This is my fourth year working on this year-long 52 Ancestors in 52 Weeks prompt, hosted by Amy Johnson Crow. I will write each week in one of my two blogs, either Mam-ma’s Southern Family or at My Trails into the Past. I have enjoyed writing about my children’s ancestors in new and exciting ways.
The standard records told the life story of Joseph Norman Gorrell. Census records said he lived in Blackwater, Cooper County, Missouri as a child and Webb City, Jasper County, Missouri as an adult where he raised his four children. A marriage record indicated he lived in Kansas City, Missouri because he married his wife, Matilda Pearl “Tillie” Davey there in 1900. City directories confirmed some other locations in Missouri, Kansas, and Iowa, where he worked in the telephone industry as a lineman.
However, an autograph book that I scanned this week, told of another tale of his life before his marriage. I have a couple of these books in my collection, where friends and family signed pages with little poems, scripture, or hopes for their future. What is so precious about these pages is having the actual handwriting of your ancestors and their friends.
Joe’s autograph book is missing the first page. I can see where it had been torn out. This might have been a page that described his receiving the book for a particular occasion. As I read the pages, it seems like a “going away” book. It is full of advice for a young man about to go out on his own.
The entries were not placed in any order. One must look at every page to find the earliest entry which appears to be in early January 1893. These entries from 1893 are from friends and family members who lived in or near Blackwater, Missouri, where Joe was born.
Jan 9, 1893 entry by Maud Hill. The torn page is seen on the left. |
Entries from his family included his parents, Amos and Catherine Gorrell, his sisters, Linnie, Ada, and Lou. Missing was one from his brother, Arthur. His father had great advice.
Sept 6, 1893 entry by his father, Amos Gorrell |
Be kind to all they fellows
Be intimate only with a well chosen few
Always save up a portion of your earnings
No telling what may hapen to you
Shun evry temptation to do evil
Improve evry opotunity to do good
Don't be led astray by the Dveil
But always honor thy God
Your Pa Pa A. Gorrell
"Be Thou strong therefore"
"And show thyself a man"
1st Kings 2nd v 2
His mother, also wrote advice in the form of a prayer:
August 30 entry by his mother, Catherine Elizabeth Gorrell |
It is the later entries that tell a tale that other records not yet found would have told. The entries in 1896, 1897, and 1898 were from Los Angeles and Pasadena. The entries from 1894 were from The Dalles in Oregon. And there was one entry from a person in Oak Lake, Manitoba!

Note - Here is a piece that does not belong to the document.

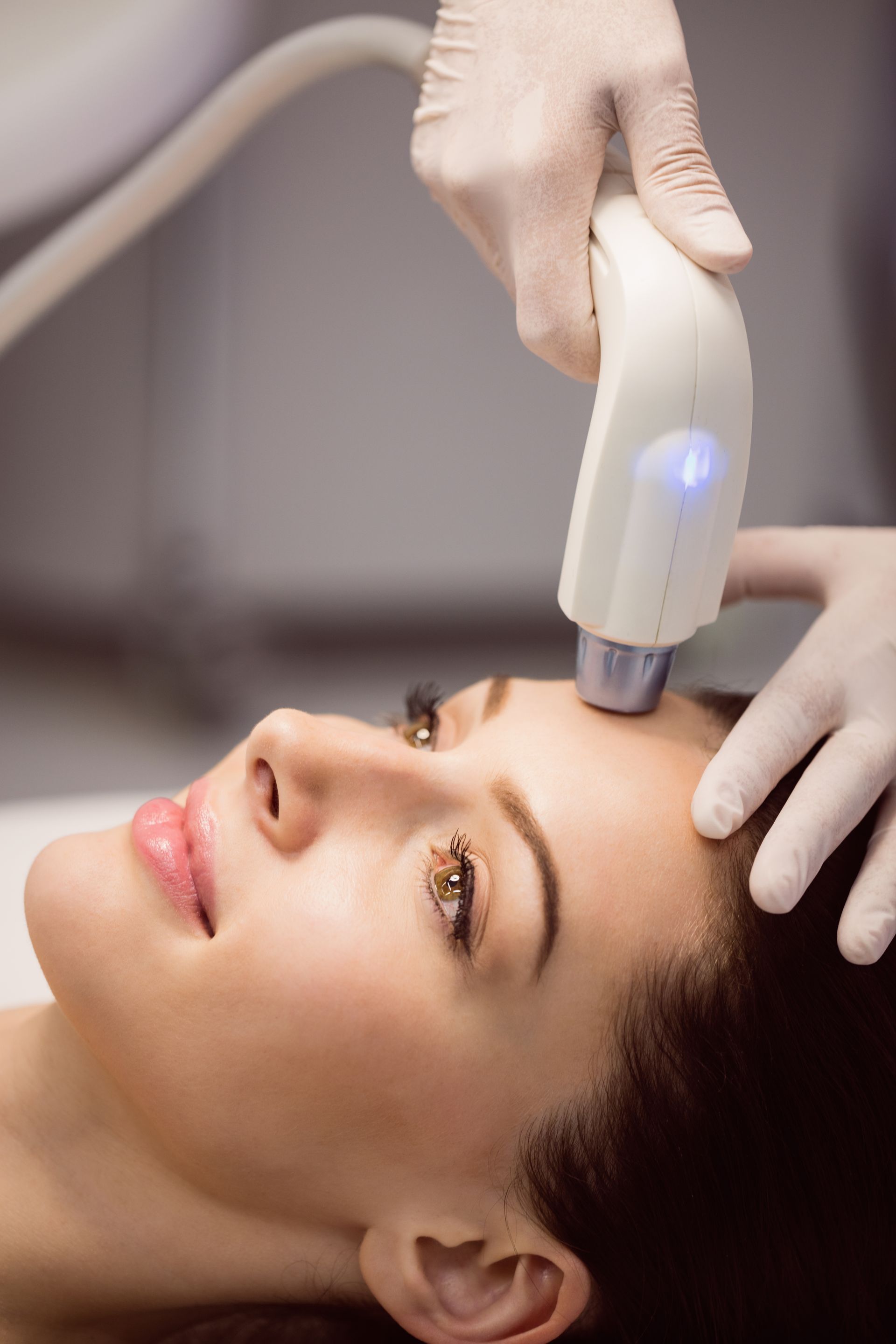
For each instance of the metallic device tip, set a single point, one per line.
(625, 678)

In The Dalles, Oregon lived his haf-brother, May Mansfield Sayre. It appeared that was Joe’s first trip west. It was likely May got him a job there.
Jan 6 1894 entry of May Mansfield Sayre at The Dalles, Oregon |
Later, he was working in Los Angeles and other cities in California. The story heard by family was he worked building telephone line wherever there was work.
Nov 7 1896 entry of Chas Spangler in Los Angeles |
By 1900 he was back in Missouri, working as a lineman for the Missouri & Kansas Telephone Company in St. Joseph.
Note, this blog post was originally published November 24, 2016 as a Treasure Chest Thursday, but fits this theme perfectly.
Thanks for sharing. It sounds as if he received sound advice and had quite the adventure before returning home to settle down. Good for him!